The main costs from TARP will come from bailing out the auto companies and insurer AIG, not banks.
NYTimes: Even as voters rage and candidates put up ads against government bailouts, the reviled mother of them all — the $700 billion lifeline to banks, insurance and auto companies — will expire after Sunday at a fraction of that cost and could conceivably earn taxpayers a profit.
... The Treasury never tapped the full $700 billion. It committed $470 billion and to date has disbursed $387 billion, mostly to hundreds of banks and later to A.I.G., to the auto industry — Chrysler, General Motors, the G.M. financing company and suppliers — and to what is, so far, an unsuccessful effort to help homeowners avoid foreclosures.
When Mr. Obama took office, the financial system remained so weak that his first budget indicated the Treasury might need another $750 billion for TARP. The administration soon dropped that idea as Mr. Geithner overhauled the rescue program and the banking system stabilized. Still, by mid-2009, the administration projected that TARP could lose $341 billion, a figure that reflected new commitments to A.I.G. and the auto industry.
The Congressional Budget Office, which had a slightly higher loss estimate initially, in August reduced that to $66 billion.
Now Treasury reckons that taxpayers will lose less than $50 billion at worst, but at best could break even or even make money. Its best-case scenarios, however, assume that A.I.G. and the auto companies will remain profitable and that Treasury will get a good price as it sells its corporate shares in coming years.
“We’d have to be very lucky to have both A.I.G. and the auto companies pay us back in full,” Mr.

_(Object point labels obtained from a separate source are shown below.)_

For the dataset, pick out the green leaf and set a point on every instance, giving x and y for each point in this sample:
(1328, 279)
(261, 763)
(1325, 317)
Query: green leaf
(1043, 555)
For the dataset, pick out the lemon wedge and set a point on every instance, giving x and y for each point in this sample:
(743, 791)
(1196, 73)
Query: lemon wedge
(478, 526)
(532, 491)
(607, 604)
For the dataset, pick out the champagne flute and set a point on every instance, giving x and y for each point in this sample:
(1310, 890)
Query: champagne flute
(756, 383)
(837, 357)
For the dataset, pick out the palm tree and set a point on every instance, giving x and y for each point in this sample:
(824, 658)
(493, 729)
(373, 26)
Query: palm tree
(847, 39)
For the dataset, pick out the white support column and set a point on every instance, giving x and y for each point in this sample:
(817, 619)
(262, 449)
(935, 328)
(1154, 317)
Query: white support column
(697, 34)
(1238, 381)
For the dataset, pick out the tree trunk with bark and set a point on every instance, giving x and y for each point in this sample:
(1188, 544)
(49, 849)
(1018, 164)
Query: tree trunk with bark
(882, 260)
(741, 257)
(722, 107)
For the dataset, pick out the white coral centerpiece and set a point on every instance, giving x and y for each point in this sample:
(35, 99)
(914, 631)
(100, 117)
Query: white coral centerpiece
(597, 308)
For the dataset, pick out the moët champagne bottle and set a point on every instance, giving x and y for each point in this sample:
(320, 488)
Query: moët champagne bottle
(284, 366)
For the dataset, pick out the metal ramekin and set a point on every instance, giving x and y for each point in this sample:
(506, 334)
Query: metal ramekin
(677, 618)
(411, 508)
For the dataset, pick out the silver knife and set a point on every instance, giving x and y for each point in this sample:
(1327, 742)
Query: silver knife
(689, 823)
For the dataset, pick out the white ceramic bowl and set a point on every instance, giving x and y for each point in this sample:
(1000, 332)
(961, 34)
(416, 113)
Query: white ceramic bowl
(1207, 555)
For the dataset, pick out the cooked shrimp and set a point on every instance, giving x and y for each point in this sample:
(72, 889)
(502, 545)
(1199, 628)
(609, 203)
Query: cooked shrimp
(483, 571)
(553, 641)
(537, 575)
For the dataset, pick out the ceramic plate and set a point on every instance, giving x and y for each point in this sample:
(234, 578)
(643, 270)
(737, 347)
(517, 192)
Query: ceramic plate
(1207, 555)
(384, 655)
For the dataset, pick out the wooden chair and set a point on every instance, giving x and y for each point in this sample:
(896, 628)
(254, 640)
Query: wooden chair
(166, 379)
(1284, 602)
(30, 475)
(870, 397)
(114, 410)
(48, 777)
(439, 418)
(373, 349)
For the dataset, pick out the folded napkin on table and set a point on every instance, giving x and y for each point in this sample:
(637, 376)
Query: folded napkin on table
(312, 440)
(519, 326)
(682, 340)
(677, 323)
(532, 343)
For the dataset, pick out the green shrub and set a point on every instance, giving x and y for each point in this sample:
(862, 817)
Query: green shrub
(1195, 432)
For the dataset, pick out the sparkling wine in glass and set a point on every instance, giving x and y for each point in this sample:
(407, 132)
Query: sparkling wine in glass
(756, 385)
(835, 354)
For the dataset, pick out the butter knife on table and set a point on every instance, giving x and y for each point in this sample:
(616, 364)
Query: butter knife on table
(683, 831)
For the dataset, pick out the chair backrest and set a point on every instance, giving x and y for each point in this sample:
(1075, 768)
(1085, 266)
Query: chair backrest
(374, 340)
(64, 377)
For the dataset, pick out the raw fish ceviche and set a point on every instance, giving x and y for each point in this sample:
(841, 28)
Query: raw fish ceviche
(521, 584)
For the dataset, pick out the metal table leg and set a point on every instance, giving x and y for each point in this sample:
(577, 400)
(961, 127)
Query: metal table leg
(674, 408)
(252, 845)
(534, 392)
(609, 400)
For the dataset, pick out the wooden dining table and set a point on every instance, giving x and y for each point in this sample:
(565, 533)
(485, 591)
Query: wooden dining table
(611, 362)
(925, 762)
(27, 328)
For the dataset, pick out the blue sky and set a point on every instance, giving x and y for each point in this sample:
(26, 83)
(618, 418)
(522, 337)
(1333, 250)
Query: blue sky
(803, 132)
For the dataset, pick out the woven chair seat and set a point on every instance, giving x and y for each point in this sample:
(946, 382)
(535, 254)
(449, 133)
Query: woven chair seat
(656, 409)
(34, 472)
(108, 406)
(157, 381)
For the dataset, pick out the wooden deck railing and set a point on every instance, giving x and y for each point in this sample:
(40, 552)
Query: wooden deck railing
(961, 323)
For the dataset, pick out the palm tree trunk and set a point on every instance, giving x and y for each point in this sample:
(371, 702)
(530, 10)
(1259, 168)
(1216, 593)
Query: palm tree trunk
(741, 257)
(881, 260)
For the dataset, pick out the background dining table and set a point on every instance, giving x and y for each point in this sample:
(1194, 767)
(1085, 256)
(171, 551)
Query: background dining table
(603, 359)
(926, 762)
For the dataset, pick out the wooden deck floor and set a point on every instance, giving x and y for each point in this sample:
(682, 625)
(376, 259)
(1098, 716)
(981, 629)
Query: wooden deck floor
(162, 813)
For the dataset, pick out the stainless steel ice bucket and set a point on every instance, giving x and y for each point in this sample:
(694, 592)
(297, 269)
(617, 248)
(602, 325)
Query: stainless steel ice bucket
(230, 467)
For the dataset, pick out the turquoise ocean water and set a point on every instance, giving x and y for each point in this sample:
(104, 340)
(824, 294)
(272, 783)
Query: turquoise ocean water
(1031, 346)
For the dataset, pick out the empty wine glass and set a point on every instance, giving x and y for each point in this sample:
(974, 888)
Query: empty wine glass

Elliott said.
... By any measure, TARP’s final tally will be less than even its advocates expected amid the crisis. But the program remains a big loser politically.
See this post from September 2008, during the heat of the TARP debate:
... The following false conundrum has been stated recently by numerous analysts, including Paul Krugman: "if Treasury wants to recapitalize banks it has to overpay for toxic assets, to the detriment of taxpayers; if it wants to pay fair prices for the assets then banks won't benefit." There is no conundrum if markets, at this instant in time, are systematically underpricing mortgage assets.
When the Internet bubble burst in the early years of this century, investors were so gun shy and under so much pressure that they would not pay even rationally justifiable prices for stakes in technology companies. Smart investors who were willing to put capital at risk could buy assets at fire sale prices and made huge profits. This is nothing more than fear and herd mentality at work. If herd thinking can lead to overpricing of assets, why not underpricing immediately following a collapse?
Markets overshoot on both the up- and the down-side!
These points are obvious to any trader... it's the academics with equilibrium intuitions who are struggling to understand!
... To understand, it helps to have seen the collapse of a financial bubble firsthand. If you haven't (as, I suspect is the case with most academic economists), you are likely to cling to the idea that the market price of an asset is a good forecast of its actual value. However, this is completely wrong in the wake of a collapse. (And, certainly, the predictive power of the market price cannot hold at all times -- it is likely to be most wrong at the peak and in the aftermath of a bubble.)